Meta-Designing Quantum Experiments with Language Models
This addresses the problem of gaining insight into physical principles from AI solutions for scientists in quantum physics, though it appears incremental as it builds on existing transformer methods.
The paper tackles the challenge of automating general design concepts in quantum physics by training a transformer-based language model to generate human-readable Python code that solves entire classes of problems in a single pass, uncovering previously unknown experimental generalizations of important quantum states from condensed matter physics.

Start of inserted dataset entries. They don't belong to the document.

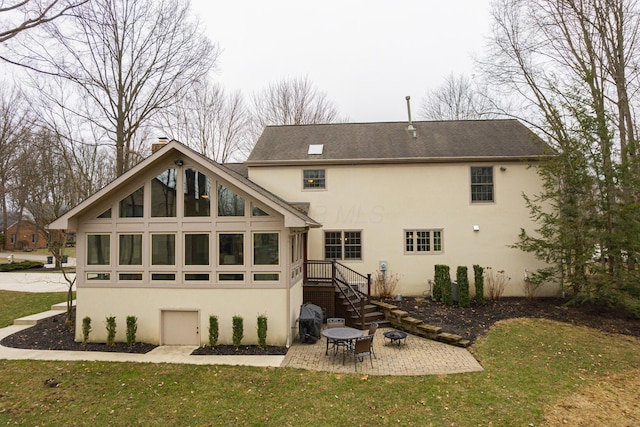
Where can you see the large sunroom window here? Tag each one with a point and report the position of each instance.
(130, 249)
(231, 248)
(265, 249)
(98, 249)
(197, 193)
(196, 249)
(163, 194)
(163, 249)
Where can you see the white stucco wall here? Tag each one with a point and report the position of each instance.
(382, 201)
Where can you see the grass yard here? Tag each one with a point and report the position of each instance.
(14, 305)
(534, 370)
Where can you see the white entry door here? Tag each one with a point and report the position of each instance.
(180, 328)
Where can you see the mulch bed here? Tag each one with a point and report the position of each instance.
(244, 350)
(474, 321)
(470, 323)
(52, 334)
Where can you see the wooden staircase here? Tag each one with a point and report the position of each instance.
(346, 301)
(351, 293)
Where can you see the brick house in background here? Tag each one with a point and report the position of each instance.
(24, 235)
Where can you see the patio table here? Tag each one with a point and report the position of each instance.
(340, 335)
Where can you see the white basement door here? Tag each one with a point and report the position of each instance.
(180, 328)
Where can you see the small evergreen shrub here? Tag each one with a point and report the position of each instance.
(462, 278)
(86, 330)
(496, 281)
(132, 328)
(438, 282)
(443, 281)
(21, 265)
(238, 331)
(262, 331)
(478, 281)
(111, 330)
(214, 330)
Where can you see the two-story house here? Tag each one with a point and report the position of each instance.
(179, 238)
(407, 196)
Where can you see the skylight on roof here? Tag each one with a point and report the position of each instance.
(315, 148)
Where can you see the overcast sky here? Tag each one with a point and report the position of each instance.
(367, 55)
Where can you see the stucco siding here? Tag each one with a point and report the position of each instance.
(147, 305)
(382, 201)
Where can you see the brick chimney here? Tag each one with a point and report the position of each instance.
(162, 141)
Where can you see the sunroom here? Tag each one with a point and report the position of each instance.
(180, 233)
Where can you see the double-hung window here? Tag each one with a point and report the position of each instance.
(343, 245)
(481, 184)
(422, 241)
(313, 179)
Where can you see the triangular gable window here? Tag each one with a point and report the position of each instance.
(256, 211)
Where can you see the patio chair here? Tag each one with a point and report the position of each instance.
(373, 327)
(361, 348)
(335, 322)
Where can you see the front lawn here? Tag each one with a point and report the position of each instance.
(533, 369)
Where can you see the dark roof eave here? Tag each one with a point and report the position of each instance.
(297, 162)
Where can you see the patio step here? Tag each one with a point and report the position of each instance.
(34, 319)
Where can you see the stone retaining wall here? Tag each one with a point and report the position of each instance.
(401, 320)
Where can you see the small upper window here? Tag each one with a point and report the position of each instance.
(423, 241)
(315, 148)
(229, 203)
(197, 192)
(163, 194)
(105, 214)
(481, 184)
(132, 206)
(313, 178)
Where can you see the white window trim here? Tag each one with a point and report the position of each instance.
(432, 251)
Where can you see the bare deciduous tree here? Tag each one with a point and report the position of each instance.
(14, 131)
(210, 121)
(293, 101)
(575, 63)
(456, 99)
(21, 15)
(126, 59)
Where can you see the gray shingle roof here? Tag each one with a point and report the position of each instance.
(436, 141)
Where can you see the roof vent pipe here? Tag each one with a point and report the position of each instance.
(411, 129)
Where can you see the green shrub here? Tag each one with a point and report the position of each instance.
(86, 330)
(463, 286)
(478, 281)
(132, 328)
(436, 294)
(213, 330)
(111, 330)
(238, 331)
(262, 331)
(443, 283)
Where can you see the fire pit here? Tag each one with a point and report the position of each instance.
(398, 337)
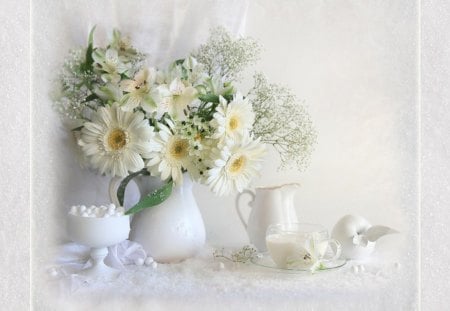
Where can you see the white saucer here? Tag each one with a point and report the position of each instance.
(264, 260)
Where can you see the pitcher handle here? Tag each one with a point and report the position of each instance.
(238, 209)
(113, 186)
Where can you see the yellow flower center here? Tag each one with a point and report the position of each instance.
(117, 139)
(179, 149)
(237, 165)
(234, 123)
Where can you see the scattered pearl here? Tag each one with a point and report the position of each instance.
(148, 261)
(53, 273)
(139, 261)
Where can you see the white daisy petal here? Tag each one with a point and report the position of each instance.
(113, 143)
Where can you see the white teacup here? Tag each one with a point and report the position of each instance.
(300, 246)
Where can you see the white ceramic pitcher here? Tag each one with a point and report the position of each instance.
(269, 205)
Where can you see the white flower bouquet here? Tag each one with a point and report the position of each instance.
(130, 119)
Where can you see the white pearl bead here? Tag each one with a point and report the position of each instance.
(139, 261)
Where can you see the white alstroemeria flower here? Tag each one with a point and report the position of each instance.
(115, 141)
(217, 85)
(309, 256)
(170, 155)
(233, 120)
(123, 45)
(176, 98)
(109, 92)
(196, 73)
(109, 64)
(234, 165)
(139, 91)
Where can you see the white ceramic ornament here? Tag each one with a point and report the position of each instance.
(357, 236)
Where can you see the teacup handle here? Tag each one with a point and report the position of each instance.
(338, 249)
(113, 185)
(238, 209)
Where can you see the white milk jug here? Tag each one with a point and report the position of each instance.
(269, 205)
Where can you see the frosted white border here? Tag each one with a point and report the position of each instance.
(15, 156)
(14, 284)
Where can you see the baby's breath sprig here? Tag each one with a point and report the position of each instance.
(226, 56)
(294, 138)
(242, 255)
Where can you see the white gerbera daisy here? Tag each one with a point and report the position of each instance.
(235, 165)
(115, 141)
(169, 156)
(233, 119)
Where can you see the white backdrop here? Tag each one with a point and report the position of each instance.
(354, 64)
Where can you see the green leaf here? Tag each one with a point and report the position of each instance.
(212, 98)
(77, 128)
(209, 98)
(156, 197)
(90, 97)
(91, 36)
(124, 183)
(87, 65)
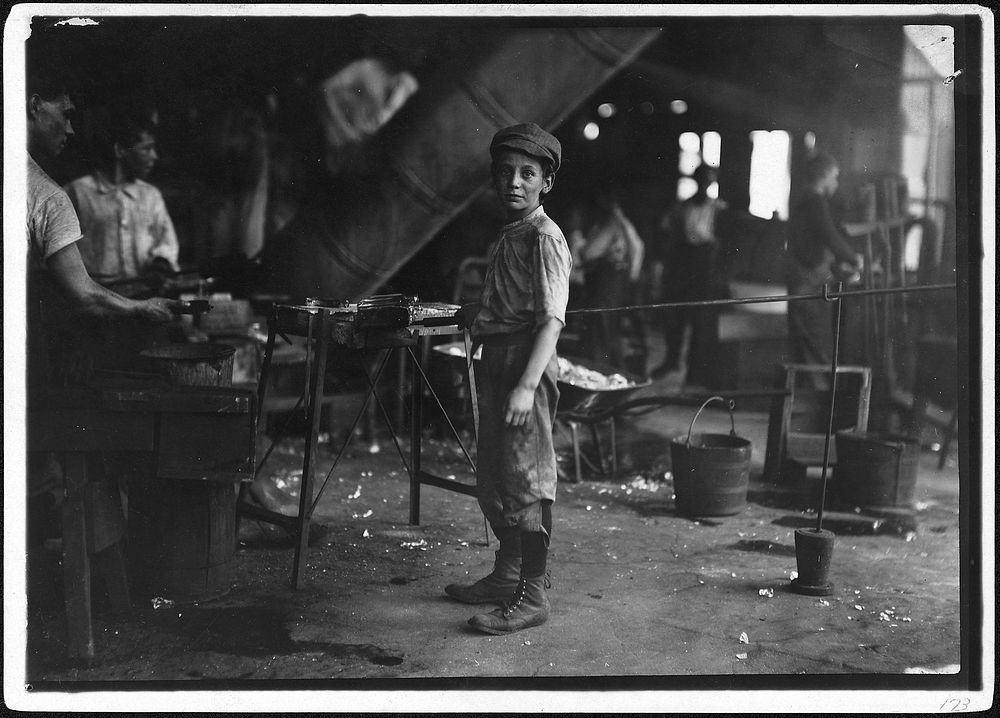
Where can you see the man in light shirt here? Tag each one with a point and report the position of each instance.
(127, 230)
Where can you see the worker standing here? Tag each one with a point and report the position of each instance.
(518, 321)
(815, 245)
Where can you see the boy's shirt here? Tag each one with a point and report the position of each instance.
(527, 278)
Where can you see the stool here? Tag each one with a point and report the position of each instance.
(791, 450)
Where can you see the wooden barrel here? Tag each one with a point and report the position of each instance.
(184, 536)
(182, 532)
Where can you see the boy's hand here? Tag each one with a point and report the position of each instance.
(467, 315)
(519, 405)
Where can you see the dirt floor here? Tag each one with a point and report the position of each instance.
(637, 590)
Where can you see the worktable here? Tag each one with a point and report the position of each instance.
(323, 326)
(204, 435)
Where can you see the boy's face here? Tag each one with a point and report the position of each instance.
(138, 159)
(50, 123)
(830, 182)
(520, 182)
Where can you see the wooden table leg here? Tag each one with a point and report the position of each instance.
(314, 410)
(416, 419)
(110, 564)
(76, 562)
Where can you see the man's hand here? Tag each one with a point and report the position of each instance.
(158, 309)
(467, 315)
(519, 405)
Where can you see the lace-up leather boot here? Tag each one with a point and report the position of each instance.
(529, 606)
(498, 585)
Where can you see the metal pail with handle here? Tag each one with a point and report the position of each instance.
(711, 471)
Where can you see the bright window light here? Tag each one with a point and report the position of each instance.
(686, 187)
(711, 148)
(770, 176)
(687, 162)
(690, 142)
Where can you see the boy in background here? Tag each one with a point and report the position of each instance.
(126, 229)
(518, 320)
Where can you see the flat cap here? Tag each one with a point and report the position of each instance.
(530, 139)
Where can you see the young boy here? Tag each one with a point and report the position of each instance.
(518, 321)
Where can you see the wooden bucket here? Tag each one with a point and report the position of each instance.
(182, 532)
(184, 535)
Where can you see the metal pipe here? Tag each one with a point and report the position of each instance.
(833, 399)
(764, 300)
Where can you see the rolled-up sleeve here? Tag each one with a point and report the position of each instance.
(56, 226)
(553, 264)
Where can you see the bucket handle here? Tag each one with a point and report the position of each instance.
(732, 422)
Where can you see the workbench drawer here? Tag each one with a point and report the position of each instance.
(208, 447)
(70, 429)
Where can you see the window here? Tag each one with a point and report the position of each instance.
(696, 150)
(770, 173)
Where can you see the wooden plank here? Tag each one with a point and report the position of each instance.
(105, 515)
(89, 430)
(188, 399)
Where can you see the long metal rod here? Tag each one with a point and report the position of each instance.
(833, 398)
(764, 300)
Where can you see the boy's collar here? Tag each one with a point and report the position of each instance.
(531, 215)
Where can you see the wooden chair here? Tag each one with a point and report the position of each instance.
(797, 425)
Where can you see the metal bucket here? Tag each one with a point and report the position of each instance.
(711, 471)
(193, 364)
(876, 470)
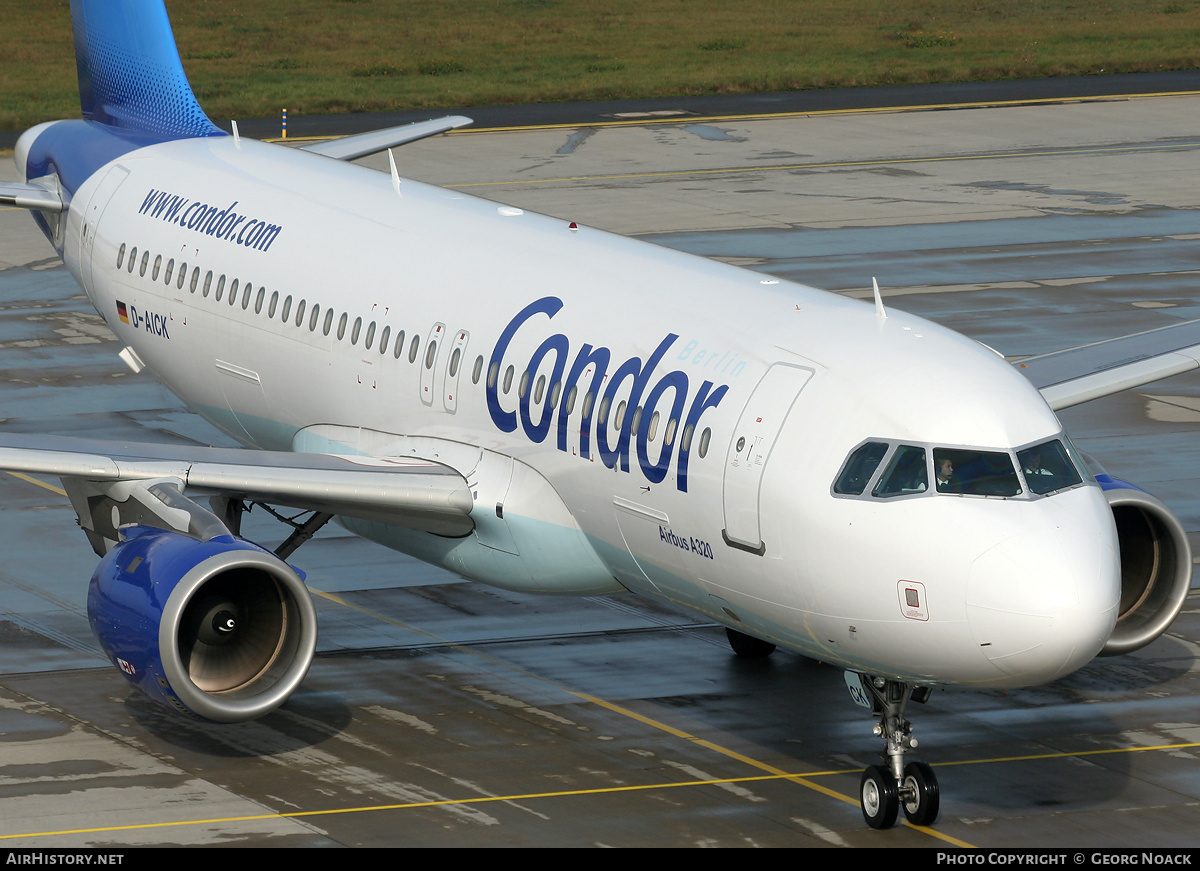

Artificial Intelligence (AI) can solve complex scientific problems beyond human capabilities, but the resulting solutions offer little insight into the underlying physical principles. One prominent example is quantum physics, where computers can discover experiments for the generation of specific quantum states, but it is unclear how finding general design concepts can be automated. Here, we address this challenge by training a transformer-based language model to create human-readable Python code, which solves an entire class of problems in a single pass. This strategy, which we call meta-design, enables scientists to gain a deeper understanding and extrapolate to larger experiments without additional optimization. To demonstrate the effectiveness of our approach, we uncover previously unknown experimental generalizations of important quantum states, e.g. from condensed matter physics. The underlying methodology of meta-design can naturally be extended to fields such as materials science or engineering.